Twenty-nine-year-old Momoko has been tragically dumped. So Momoko does what many broken-hearted people do – she gets incredibly drunk. So drunk that she passes out in a nearly empty café. When she wakes, she pours her heart out to Iori, the curious and impossibly handsome manager, and Hozumi, a Buddhist monk in training and café regular.
As Momoko describes how her ex loved her cooking, the manager decides to allow her to slip into the kitchen and cook up his favourite dish: a delicious butter chicken curry.

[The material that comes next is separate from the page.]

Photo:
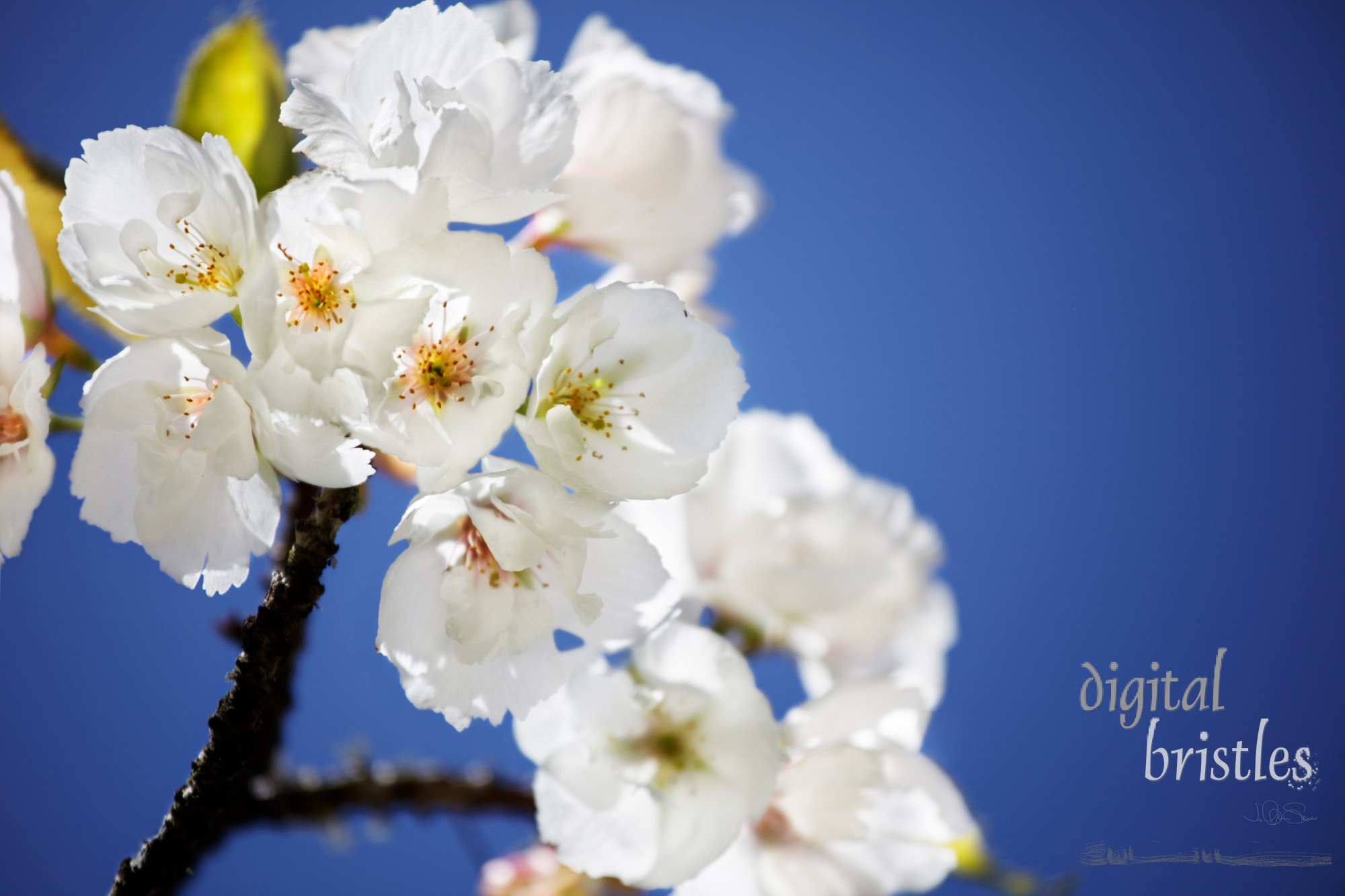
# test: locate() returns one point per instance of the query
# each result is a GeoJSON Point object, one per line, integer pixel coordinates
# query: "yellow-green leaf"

Momoko realises that this combination of cooking and sharing has stopped the flow of her constant tears. And the manager has a brilliant idea: what if they started doing this regularly, inviting customers to share stories about heartbreak while cooking dishes that held significance in their relationships? And so, an unconventional therapy group, the ‘Ex-Boyfriend’s Favourite Recipe Funeral Committee’ is born…
Review
The Ex-Boyfriend’s Favourite Recipe Funeral Committee is a cosy, heartwarming read. If you enjoy reading about food and how it can facilitate honest, emotional conversations, this is a book you should pick up. Each chapter is centred on one of the committee’s meetings, which includes a dish that is special to the character attending that meeting. Each chapter is then accompanied by the recipe for that dish. I’m not a skilled or adventurous enough cook to give them a try, but they sure do sound delicious!
Committee explored heartbreak, but it also explored questions about gender roles and cultural expectations. I particularly enjoyed the conversations around being ‘a low-maintenance woman’, and how women should be able to be themselves and speak up for what they want in a romantic relationship. It’s a bit of a stretch to call the Committee a ‘therapy group’, as the blurb does. However, the conversations in the meeting are honest, emotional, and supportive; it was lovely to read how each guest of the committee processed their heartbreak, and how Momoko developed insights into her own.
“We desire such things that “everyone else’ wants, and yet as soon as someone falls in love with this version of us – a version that makes us an imitation of everyone else – we feel a sense of loneliness.”
I should note that this book is best read like you’re reading a manga or watching an anime. In my experience with manga and anime, it can be theatrical in its depictions of emotions. Committee is like that; some of the humour and Momoko’s emotional responses feel exaggerated. For me, this sometimes took me out of the reading experience; I could see the anime-like visuals in my head for those scenes, but it felt odd in a written form.
Overall, this is a great book for readers looking for a heartwarming story focused on food and honest emotional conversations. It’s also perfect for a cosy upcoming Christmas holiday period and/or if you are looking for something to help you hit your reading goal before the end of the year!
Thank you to Simon and Schuster Australia who provided a copy of the novel in exchange for a review.